Since 2003, Erdogan and his party have expanded power with the help of their voter base of rural Turks and middle-class shop owners. The only serious attempt to overthrow Mr. Erdogan came in 2016, when the army once again intervened. This coup was such a failure that some think that Mr. Erdogan engineered it. Indeed, the coup gave the aspiring sultan the pretext he needed to eradicate the last remnants of resistance.

By October 2016, Erdogan had recalled 400 Turkish military envoys to NATO, and that year he cut the number of generals by 38 percent and officer cadets by 8 percent. Once a pillar of the CHP establishment and the last line of defense for Turkish secular republicanism, the Turkish army is now run by Erdogan loyalists. There have been similar purges of media and universities.

The army is no longer independent, and the opposition CHP is weak, but Mr. Erdogan still has weaknesses. The army purge has weakened it just as it is fighting in Syria and Libya, and even in its own backyard against the long-running Kurdish insurgency. In Syria, Turkey wants only to create a buffer zone in the north where Turkish and allied Syrian forces can contain Kurdish militias. Ankara cannot defeat the Syrian Army, especially since President Bashar al-Assad enjoys air and ground support from the Russians.
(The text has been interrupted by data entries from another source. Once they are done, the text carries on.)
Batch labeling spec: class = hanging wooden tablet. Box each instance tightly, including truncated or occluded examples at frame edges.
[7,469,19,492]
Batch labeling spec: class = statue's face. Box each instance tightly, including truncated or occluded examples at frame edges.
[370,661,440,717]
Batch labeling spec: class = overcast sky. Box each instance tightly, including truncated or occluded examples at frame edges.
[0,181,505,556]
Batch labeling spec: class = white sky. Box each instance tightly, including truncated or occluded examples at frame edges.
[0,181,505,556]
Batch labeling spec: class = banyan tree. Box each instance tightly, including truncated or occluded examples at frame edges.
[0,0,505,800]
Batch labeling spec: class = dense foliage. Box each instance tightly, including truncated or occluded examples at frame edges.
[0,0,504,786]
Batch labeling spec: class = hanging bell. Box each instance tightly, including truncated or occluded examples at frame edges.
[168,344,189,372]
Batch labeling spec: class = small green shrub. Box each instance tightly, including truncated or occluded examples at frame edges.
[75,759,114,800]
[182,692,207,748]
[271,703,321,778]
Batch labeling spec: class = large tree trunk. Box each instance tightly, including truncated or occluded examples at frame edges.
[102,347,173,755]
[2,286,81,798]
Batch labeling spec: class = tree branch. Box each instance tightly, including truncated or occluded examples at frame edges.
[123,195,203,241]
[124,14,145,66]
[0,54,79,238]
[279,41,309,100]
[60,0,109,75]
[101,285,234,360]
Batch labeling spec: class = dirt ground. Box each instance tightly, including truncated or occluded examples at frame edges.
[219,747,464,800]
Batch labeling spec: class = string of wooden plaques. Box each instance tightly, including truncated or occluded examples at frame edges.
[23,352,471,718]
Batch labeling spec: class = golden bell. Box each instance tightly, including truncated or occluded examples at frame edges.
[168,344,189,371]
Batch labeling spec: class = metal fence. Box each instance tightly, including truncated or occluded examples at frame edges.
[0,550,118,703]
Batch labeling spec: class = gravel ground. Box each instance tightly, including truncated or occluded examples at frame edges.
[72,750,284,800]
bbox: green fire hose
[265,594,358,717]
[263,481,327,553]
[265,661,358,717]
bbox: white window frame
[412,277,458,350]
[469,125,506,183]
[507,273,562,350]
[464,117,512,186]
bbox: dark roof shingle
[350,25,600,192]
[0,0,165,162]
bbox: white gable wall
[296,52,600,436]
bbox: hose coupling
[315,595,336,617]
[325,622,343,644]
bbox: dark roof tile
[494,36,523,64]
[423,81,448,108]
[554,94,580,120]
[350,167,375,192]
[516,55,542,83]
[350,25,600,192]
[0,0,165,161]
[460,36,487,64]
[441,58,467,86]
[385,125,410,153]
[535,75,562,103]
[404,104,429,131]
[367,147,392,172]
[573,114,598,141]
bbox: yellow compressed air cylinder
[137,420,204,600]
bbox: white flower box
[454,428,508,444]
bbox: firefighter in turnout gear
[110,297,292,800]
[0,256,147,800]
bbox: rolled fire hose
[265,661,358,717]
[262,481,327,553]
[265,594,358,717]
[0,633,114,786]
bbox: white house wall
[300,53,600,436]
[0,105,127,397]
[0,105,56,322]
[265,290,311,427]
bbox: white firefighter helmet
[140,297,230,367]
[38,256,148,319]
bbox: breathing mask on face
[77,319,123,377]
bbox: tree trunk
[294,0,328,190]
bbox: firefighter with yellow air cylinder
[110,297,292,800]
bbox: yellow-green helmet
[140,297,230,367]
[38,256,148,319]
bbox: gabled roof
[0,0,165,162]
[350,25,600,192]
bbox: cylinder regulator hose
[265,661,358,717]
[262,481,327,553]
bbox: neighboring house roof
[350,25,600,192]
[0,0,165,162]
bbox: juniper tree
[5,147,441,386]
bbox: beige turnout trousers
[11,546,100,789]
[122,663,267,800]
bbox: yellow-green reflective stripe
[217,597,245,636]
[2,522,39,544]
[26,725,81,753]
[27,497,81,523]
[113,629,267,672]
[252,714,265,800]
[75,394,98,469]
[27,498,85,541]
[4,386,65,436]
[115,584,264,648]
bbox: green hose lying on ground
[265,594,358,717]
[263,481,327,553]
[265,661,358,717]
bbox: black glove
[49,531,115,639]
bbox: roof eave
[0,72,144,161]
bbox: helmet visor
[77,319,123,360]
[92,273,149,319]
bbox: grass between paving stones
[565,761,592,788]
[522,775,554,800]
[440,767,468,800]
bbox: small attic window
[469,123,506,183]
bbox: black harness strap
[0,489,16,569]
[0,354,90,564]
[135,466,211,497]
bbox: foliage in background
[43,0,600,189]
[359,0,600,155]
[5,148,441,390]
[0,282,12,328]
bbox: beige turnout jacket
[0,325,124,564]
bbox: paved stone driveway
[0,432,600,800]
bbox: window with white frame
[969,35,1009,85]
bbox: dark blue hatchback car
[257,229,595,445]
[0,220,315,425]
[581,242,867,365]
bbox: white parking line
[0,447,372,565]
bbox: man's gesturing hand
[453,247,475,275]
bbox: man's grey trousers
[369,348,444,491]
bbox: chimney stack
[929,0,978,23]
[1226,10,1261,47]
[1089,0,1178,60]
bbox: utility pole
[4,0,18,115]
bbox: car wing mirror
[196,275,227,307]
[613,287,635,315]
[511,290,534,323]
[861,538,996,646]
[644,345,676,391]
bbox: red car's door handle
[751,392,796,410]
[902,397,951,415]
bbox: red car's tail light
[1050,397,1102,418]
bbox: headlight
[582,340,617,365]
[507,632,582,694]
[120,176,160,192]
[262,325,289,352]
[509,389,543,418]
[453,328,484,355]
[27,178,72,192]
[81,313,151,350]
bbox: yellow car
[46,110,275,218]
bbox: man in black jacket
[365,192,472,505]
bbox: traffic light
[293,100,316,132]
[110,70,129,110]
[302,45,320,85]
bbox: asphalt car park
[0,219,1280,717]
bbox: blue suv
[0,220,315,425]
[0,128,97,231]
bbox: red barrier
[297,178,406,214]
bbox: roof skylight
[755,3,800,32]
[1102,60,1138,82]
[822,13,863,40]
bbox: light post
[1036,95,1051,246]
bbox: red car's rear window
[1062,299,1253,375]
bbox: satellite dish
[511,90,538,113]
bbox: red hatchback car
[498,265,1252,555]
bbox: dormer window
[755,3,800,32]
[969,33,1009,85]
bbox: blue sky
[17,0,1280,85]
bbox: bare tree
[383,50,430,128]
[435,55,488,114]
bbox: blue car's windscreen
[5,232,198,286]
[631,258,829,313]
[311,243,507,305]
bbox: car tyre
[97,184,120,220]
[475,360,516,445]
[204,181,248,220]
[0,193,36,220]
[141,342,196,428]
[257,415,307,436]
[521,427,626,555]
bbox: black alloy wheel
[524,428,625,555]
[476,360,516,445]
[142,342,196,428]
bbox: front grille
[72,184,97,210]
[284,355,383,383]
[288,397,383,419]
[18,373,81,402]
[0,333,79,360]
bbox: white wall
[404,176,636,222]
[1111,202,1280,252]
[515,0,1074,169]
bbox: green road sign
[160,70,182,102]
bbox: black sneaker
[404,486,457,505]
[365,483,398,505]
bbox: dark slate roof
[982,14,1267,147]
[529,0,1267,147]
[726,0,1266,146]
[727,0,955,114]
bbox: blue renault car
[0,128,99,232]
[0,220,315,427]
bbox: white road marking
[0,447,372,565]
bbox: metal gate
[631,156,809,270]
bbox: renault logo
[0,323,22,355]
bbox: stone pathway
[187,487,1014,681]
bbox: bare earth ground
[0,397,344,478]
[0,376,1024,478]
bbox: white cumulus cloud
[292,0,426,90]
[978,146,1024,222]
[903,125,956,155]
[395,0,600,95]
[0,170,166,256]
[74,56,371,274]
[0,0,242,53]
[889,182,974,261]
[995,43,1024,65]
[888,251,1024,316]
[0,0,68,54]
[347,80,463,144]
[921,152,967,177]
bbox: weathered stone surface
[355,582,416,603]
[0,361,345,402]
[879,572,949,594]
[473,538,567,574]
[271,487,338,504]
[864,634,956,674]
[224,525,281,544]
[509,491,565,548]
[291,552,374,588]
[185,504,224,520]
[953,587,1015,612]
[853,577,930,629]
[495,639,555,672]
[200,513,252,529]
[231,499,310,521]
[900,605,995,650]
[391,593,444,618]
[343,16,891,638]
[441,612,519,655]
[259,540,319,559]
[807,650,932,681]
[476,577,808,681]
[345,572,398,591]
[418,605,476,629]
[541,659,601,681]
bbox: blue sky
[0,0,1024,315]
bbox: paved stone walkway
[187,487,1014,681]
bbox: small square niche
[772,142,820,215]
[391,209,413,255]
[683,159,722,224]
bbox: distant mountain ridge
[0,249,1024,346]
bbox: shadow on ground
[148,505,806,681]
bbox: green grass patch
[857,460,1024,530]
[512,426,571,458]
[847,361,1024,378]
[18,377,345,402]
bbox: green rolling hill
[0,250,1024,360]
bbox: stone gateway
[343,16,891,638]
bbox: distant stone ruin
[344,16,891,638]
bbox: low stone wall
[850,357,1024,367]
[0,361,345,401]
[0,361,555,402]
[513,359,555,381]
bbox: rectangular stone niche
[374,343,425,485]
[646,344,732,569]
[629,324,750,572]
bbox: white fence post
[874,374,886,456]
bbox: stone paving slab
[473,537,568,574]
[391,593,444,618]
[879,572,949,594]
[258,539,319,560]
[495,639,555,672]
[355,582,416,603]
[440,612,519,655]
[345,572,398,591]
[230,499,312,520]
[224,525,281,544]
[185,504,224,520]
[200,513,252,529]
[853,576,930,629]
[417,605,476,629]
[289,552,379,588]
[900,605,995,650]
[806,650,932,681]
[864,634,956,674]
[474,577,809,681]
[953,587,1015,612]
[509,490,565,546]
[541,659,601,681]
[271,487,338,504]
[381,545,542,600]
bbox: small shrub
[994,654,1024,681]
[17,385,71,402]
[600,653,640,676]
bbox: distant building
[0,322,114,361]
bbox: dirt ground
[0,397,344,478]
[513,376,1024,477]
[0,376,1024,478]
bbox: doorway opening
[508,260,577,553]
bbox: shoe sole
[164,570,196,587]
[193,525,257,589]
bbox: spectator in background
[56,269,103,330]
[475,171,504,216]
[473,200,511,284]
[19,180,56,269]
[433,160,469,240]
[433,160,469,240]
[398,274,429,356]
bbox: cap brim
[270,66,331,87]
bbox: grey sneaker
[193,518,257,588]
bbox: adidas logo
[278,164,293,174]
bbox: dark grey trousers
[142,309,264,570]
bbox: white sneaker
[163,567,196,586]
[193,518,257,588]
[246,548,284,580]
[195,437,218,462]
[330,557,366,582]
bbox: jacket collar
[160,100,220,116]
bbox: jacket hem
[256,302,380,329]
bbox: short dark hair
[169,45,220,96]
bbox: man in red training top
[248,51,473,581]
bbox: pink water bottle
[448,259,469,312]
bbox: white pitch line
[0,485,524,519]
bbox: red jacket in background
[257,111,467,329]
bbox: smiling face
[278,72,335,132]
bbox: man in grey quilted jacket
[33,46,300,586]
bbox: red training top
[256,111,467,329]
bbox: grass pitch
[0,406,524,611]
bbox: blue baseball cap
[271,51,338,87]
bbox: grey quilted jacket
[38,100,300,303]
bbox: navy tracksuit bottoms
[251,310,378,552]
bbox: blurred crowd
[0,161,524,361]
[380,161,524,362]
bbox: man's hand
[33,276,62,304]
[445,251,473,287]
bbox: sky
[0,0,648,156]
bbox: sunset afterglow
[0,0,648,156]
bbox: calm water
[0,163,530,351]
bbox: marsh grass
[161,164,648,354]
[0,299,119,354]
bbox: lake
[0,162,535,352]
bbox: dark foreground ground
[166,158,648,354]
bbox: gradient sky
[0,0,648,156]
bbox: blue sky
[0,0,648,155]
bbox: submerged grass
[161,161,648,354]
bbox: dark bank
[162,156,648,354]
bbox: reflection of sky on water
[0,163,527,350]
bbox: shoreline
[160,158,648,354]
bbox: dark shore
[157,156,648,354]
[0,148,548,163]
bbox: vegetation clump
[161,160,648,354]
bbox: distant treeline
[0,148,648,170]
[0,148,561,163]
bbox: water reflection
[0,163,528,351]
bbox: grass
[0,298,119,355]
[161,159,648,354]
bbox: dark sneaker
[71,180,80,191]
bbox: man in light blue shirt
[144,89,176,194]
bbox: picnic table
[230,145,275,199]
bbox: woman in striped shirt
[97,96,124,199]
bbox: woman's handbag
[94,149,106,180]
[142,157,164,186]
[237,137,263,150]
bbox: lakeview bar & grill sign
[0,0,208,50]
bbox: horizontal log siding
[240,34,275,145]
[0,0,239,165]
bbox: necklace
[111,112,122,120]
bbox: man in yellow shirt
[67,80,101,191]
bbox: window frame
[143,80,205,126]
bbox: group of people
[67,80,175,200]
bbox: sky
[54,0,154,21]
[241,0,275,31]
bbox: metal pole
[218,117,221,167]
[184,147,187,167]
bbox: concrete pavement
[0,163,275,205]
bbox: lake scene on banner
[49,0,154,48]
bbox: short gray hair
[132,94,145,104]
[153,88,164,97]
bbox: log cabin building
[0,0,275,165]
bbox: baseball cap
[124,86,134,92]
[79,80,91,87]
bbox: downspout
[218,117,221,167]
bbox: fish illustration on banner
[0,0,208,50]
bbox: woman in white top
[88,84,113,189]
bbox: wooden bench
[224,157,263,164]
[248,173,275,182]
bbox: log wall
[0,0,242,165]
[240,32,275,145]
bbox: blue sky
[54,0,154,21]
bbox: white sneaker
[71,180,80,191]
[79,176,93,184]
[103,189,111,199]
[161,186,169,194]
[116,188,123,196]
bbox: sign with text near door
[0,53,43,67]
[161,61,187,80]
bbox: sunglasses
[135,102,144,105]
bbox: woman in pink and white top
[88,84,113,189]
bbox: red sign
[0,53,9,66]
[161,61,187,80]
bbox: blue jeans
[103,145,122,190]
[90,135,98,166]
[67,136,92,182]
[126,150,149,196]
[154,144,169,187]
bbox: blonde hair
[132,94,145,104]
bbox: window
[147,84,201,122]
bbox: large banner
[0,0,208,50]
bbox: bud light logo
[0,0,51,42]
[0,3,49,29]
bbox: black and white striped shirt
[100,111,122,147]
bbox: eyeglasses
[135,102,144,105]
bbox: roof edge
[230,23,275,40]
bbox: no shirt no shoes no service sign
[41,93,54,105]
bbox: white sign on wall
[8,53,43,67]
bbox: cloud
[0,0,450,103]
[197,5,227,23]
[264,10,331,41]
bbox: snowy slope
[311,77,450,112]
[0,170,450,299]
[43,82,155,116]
Likewise, in Libya, the Turks are backing the weaker party.

Turkish Forces in Syria

May 12, 2020, Aleppo, Syria: Turkish forces secure a section of the M4 highway, which links the northern Syrian provinces of Aleppo and Latakia, near Ariha in Syria’s jihadist-controlled northwestern Idlib province. (Credit Image: © Karam Almasri / NurPhoto via ZUMA Press)

The US and Europe can exploit Turkey’s imperial overreach so long as moral hysteria or liberal internationalism do not get in the way. France has already said it is willing to counter Turkish movements in the Mediterranean and Aegean, while the US and the UK should consider either helping the Tobruk government in Libya (which would mean supporting Russian foreign policy) or simply staying out of the mess.

The US and Europe should provide economic, political, and military aid to Greece, which has suffered the most from President Erdogan’s demographic aggression. Greek warplanes and ships are even now stalking Turkish submarines in the waters off of Athens. It is time for the West to voice strong support for the 600,000-strong Hellenic Armed Forces; NATO has nothing to lose by supporting Athens; Ankara stopped being a serious ally years ago.

Finally, in the most important front in the war against Erdogan’s Neo-Ottomanism, Germany, the Netherlands, Austria, and other European countries with large Turkish populations must promote repatriation. Millions of Turks are far more loyal to Erdogan than to any European leader; they should be encouraged to move closer to their hero. The entire multi-ethnic West should do this.

The rise of Erdogan offers a lesson to Christendom if it is willing to learn: Liberalism is over. Strong, post-liberal, authoritarian, national-populist government is the way forward. To defeat Mr. Erdogan, the West needs to revive ethnic identity and nationalism.

* * *

[1]: George W. Gawrych, The Young Atatürk: From Ottoman Soldier to Statesman of Turkey (London: Bloomsbury, 2013): 129.